Als der unvermeidliche Nachfolger angekündigt wurde, konnte ich eine leichte Skepsis nicht verhehlen: Würde es Ubisoft, deren Spiele zwar meist künstlerischen Wert haben, aber spielerisch zu oft den Tiefgang vermissen lassen, wirklich schaffen, aus einer lahmen Gameplay-Ente einen flotten Assassinen-Adler zu zimmern? Und das ausgerechnet im Italien der Renaissance, einer Epoche, die mir um ein Vielfaches weniger gefällt als das verträumt-orientalische Kreuzzugs-Szenario des ersten Teils? Nun, nach gut 12 Stunden in Florenz, Venedig und Co. steht fest: Ezio, der Name des neuen Assassinen, mag vielleicht nicht mehr so cool klingen wie der seines Vorfahren, aber dafür ist es tausendfach spannender, mit dem Kerl über die Dächer Italiens zu flitzen.

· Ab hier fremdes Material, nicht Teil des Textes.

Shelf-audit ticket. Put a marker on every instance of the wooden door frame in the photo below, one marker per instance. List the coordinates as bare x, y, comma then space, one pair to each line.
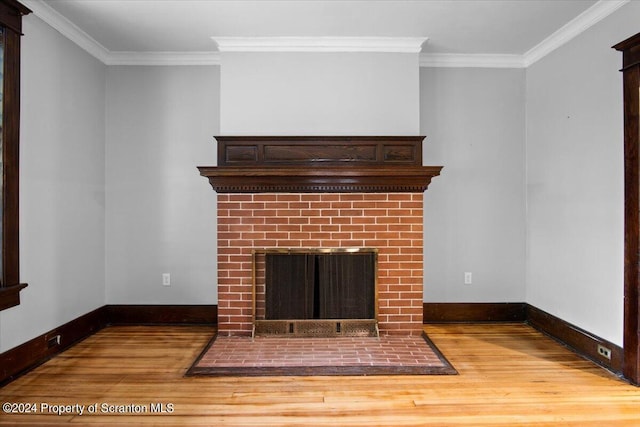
630, 49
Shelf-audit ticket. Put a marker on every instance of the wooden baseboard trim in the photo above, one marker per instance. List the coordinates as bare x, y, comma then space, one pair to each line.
575, 338
162, 314
578, 340
474, 312
25, 357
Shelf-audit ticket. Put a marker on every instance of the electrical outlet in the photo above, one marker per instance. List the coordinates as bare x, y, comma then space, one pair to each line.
604, 352
53, 341
468, 278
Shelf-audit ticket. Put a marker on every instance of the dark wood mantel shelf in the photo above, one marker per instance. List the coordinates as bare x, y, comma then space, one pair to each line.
319, 164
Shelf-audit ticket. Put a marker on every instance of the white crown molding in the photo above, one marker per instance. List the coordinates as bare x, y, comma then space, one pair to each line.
582, 22
320, 44
571, 29
163, 58
67, 28
449, 60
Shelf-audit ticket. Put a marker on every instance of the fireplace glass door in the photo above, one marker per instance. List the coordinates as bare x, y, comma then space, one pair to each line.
334, 285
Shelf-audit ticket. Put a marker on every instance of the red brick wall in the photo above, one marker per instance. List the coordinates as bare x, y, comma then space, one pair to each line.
392, 223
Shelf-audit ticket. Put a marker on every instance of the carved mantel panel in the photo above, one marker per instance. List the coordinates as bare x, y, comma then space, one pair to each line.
320, 164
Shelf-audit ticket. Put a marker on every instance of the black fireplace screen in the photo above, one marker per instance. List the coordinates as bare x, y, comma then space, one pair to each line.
334, 285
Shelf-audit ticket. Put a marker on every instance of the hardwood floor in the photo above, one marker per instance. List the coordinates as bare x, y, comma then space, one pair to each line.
509, 375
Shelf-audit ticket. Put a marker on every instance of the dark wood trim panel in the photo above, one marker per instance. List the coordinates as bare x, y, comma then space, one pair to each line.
474, 312
313, 150
32, 353
162, 314
317, 164
577, 339
320, 179
11, 13
23, 358
630, 49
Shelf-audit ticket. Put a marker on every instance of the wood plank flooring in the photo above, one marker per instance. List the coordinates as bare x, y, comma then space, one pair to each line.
509, 375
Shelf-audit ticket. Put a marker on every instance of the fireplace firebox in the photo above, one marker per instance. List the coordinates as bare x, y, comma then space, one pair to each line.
315, 292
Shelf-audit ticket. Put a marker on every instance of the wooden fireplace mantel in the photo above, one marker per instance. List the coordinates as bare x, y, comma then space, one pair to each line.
320, 164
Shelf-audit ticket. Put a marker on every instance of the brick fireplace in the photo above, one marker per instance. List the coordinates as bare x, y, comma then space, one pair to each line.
321, 192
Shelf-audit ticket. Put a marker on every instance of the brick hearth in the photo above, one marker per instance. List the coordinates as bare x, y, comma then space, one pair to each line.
390, 222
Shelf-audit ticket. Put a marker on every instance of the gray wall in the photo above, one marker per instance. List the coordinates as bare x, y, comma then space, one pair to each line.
326, 93
530, 200
62, 185
473, 120
160, 213
575, 178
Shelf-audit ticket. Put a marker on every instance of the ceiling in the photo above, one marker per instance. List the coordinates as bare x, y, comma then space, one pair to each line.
457, 27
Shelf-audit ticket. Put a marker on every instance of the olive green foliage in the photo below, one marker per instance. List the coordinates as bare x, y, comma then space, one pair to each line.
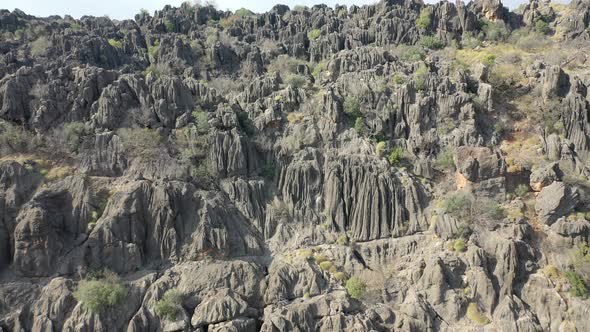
326, 265
243, 12
489, 60
542, 27
458, 204
397, 79
469, 41
395, 156
319, 68
577, 285
431, 42
420, 77
475, 315
202, 120
444, 161
314, 34
170, 305
74, 135
488, 209
96, 295
40, 46
521, 190
356, 287
142, 142
14, 139
168, 25
342, 240
412, 54
352, 107
359, 125
424, 20
495, 31
380, 148
340, 276
116, 43
296, 81
459, 245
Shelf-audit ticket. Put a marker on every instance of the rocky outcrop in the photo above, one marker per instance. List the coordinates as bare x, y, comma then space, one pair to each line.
296, 169
555, 201
381, 203
52, 224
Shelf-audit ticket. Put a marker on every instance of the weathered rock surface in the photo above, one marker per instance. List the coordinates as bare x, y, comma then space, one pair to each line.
258, 164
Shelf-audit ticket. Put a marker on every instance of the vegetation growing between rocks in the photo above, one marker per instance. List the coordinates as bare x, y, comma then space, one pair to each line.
356, 287
97, 295
170, 305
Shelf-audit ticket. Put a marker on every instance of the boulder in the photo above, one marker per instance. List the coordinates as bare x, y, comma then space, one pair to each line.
555, 201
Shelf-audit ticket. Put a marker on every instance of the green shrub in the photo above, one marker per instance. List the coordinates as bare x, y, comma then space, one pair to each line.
458, 204
243, 12
168, 25
296, 81
521, 190
170, 305
141, 142
74, 135
314, 34
40, 46
424, 20
475, 315
542, 27
489, 209
340, 276
202, 119
420, 77
459, 245
397, 79
14, 139
352, 107
319, 258
412, 54
326, 265
489, 60
431, 42
445, 161
342, 240
496, 31
356, 288
577, 285
98, 295
359, 126
395, 156
470, 41
319, 68
380, 148
305, 253
116, 43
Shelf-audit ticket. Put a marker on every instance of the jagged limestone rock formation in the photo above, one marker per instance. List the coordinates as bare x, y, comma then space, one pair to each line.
396, 166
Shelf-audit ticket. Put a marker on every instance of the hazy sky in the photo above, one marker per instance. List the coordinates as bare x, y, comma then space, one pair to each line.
121, 9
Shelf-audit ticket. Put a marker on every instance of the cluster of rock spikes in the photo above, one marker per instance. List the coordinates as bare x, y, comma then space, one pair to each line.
400, 166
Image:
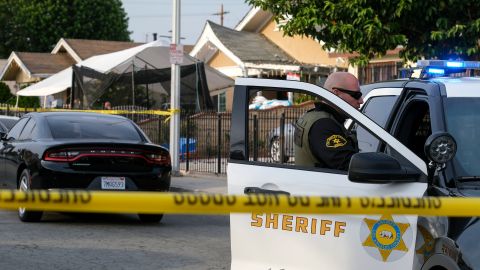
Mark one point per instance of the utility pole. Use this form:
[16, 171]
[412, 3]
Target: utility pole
[175, 93]
[221, 13]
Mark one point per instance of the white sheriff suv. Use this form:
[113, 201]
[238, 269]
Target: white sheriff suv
[417, 137]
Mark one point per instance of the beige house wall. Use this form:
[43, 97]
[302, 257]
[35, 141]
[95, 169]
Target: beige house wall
[22, 77]
[221, 60]
[303, 49]
[229, 99]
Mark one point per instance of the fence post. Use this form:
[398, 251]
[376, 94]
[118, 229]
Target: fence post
[282, 137]
[255, 138]
[187, 150]
[159, 133]
[219, 143]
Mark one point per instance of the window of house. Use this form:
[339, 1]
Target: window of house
[222, 102]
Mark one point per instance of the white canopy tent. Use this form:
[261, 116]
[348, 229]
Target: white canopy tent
[156, 54]
[62, 80]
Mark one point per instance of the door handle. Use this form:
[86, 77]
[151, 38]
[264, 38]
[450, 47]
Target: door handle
[256, 190]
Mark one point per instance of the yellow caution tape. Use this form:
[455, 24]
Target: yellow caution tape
[203, 203]
[168, 113]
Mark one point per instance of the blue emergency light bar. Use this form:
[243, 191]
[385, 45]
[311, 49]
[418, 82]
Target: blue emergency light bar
[449, 64]
[435, 68]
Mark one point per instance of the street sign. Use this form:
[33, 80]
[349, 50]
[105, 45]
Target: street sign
[176, 54]
[293, 76]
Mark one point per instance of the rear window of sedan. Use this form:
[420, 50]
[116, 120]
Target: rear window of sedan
[92, 127]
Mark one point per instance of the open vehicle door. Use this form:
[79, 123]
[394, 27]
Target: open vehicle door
[289, 241]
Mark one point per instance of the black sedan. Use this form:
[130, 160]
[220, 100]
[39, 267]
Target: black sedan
[73, 150]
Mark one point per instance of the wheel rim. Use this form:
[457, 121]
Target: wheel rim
[23, 187]
[275, 150]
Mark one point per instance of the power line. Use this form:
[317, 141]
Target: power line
[221, 13]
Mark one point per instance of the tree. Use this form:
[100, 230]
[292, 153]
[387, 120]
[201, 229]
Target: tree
[36, 25]
[429, 28]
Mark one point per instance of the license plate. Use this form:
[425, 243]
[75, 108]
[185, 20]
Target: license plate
[113, 182]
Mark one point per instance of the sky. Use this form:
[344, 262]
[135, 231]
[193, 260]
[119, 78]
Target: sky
[155, 16]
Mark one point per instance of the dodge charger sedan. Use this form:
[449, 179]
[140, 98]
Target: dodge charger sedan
[73, 150]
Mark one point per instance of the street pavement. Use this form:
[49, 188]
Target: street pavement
[199, 182]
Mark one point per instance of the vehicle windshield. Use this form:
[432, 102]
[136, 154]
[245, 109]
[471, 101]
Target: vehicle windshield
[463, 122]
[92, 127]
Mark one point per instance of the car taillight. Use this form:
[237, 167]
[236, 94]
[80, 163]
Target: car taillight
[61, 155]
[159, 158]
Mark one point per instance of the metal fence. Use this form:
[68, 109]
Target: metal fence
[205, 136]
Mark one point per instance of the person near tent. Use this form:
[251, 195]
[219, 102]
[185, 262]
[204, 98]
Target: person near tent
[107, 105]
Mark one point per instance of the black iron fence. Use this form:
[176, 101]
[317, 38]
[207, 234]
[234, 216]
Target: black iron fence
[205, 136]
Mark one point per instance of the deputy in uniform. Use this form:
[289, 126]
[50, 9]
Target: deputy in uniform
[321, 139]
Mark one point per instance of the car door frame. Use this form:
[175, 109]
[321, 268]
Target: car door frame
[239, 152]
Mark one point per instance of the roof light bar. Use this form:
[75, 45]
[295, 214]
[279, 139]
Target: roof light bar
[449, 64]
[436, 71]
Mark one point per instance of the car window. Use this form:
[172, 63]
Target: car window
[8, 123]
[278, 129]
[375, 109]
[27, 132]
[17, 129]
[92, 127]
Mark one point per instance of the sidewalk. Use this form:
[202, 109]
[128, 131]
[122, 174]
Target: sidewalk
[199, 183]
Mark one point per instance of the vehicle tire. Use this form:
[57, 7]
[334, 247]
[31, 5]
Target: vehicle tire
[24, 184]
[150, 218]
[275, 151]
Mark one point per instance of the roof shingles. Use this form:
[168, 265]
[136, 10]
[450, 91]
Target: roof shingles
[45, 63]
[86, 48]
[251, 47]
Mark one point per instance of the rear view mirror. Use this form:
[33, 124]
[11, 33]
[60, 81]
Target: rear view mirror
[379, 168]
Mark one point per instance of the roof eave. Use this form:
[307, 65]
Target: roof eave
[14, 58]
[62, 43]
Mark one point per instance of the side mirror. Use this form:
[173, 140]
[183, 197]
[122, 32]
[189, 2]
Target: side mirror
[379, 168]
[440, 148]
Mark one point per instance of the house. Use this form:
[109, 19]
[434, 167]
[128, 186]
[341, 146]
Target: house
[257, 47]
[25, 68]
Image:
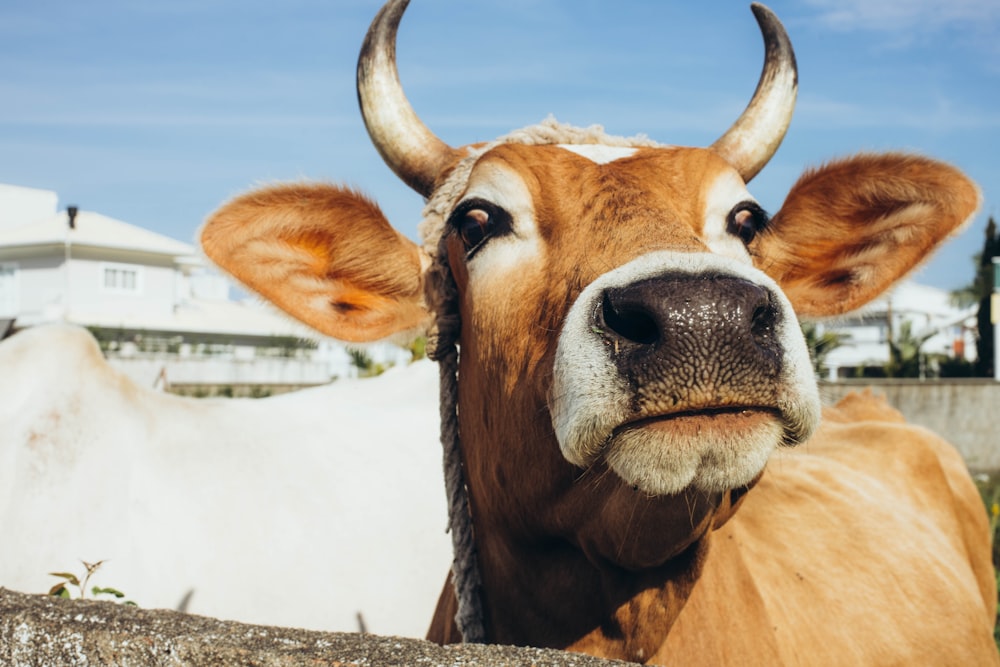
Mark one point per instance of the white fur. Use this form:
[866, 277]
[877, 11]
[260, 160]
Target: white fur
[600, 154]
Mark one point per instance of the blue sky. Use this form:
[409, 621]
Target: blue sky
[156, 112]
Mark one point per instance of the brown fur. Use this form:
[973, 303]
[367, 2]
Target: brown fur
[864, 546]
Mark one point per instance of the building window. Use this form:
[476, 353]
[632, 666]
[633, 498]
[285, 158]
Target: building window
[122, 278]
[9, 290]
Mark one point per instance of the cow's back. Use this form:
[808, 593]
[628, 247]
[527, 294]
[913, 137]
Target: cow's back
[867, 545]
[287, 510]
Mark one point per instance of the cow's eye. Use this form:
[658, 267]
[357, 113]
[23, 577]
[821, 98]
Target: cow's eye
[477, 221]
[746, 220]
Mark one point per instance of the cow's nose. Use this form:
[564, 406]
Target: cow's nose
[681, 321]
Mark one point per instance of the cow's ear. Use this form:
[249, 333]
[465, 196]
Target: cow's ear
[325, 255]
[852, 228]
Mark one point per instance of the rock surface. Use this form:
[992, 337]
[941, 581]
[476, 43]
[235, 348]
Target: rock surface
[37, 630]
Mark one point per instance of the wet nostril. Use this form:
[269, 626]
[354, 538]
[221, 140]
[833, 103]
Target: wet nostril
[630, 322]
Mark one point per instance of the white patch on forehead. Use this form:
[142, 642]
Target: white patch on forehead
[500, 185]
[727, 191]
[598, 153]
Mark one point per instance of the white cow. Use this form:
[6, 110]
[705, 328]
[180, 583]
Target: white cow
[298, 510]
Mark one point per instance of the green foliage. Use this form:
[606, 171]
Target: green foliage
[363, 361]
[989, 489]
[62, 589]
[904, 353]
[979, 291]
[821, 345]
[418, 348]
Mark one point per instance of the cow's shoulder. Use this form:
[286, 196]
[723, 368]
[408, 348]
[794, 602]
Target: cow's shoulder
[873, 522]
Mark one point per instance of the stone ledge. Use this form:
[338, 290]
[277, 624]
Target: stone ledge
[39, 630]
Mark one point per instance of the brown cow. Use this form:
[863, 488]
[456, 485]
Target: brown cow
[631, 366]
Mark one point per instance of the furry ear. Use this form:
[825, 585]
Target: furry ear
[325, 255]
[852, 228]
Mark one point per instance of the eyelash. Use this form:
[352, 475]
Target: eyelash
[746, 229]
[476, 230]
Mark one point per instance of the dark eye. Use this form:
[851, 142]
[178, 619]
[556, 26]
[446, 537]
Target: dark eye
[475, 226]
[746, 220]
[476, 221]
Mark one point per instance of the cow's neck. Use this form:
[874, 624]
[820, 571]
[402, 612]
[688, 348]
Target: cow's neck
[553, 595]
[572, 559]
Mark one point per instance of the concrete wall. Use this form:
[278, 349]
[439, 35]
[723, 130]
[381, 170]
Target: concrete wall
[964, 412]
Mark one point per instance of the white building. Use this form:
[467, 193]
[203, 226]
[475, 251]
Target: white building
[160, 311]
[950, 331]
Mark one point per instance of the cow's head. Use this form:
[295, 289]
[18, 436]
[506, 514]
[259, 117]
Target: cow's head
[630, 351]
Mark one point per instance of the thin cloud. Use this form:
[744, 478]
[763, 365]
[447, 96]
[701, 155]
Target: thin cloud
[906, 15]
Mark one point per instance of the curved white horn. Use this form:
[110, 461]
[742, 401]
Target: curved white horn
[411, 150]
[757, 133]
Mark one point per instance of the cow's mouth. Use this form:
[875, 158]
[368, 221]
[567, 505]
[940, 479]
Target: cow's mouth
[712, 449]
[704, 421]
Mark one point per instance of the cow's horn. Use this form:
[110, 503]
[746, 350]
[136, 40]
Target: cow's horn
[756, 135]
[404, 142]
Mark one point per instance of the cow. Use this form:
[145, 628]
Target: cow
[649, 473]
[200, 504]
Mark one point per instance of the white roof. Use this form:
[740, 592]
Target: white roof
[242, 318]
[93, 230]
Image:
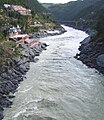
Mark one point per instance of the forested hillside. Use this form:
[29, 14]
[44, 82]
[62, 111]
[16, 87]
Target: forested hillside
[70, 10]
[34, 5]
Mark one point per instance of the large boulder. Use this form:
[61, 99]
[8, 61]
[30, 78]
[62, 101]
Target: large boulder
[100, 60]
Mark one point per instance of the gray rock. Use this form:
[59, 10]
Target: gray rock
[100, 60]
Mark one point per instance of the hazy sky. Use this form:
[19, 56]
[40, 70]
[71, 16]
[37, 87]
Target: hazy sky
[55, 1]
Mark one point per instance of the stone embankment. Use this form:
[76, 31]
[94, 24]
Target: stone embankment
[14, 72]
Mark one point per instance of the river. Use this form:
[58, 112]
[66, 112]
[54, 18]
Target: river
[59, 87]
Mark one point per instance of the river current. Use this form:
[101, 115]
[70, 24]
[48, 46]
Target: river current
[59, 87]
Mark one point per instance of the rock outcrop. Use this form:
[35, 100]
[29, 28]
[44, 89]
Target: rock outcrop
[92, 53]
[14, 72]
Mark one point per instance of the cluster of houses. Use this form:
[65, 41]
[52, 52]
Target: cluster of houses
[18, 8]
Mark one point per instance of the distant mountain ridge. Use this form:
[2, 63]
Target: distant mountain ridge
[34, 5]
[71, 10]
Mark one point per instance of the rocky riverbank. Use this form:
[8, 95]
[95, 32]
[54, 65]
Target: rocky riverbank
[14, 72]
[45, 33]
[92, 53]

Grafik: Künstlerisch wertvoll

Was Assassin's Creed 2 vor allen anderen Dingen ausmacht ist noch immer die grafische Gestaltung. Sahen Akkon und Jerusalem schon unverschämt gut aus, so können die Entwickler mit Venedig und Florenz nochmals gehörig einen draufsetzen. Solch wunderhübsche Stadtarchitektur bekommt man in einem Videospiel höchst selten zu Gesicht. Ausgezeichnet geben sich auch die Animationen des Protagonisten und seiner Umgebung: Blühendes Leben auf den Straßen und tolle Kampfanimationen, die es in manchen Einstellungen mit den aufregenden Kombomoves eines Arkham Asylum aufnehmen können, erfreuen das Herz mit optischen Hochgenüssen.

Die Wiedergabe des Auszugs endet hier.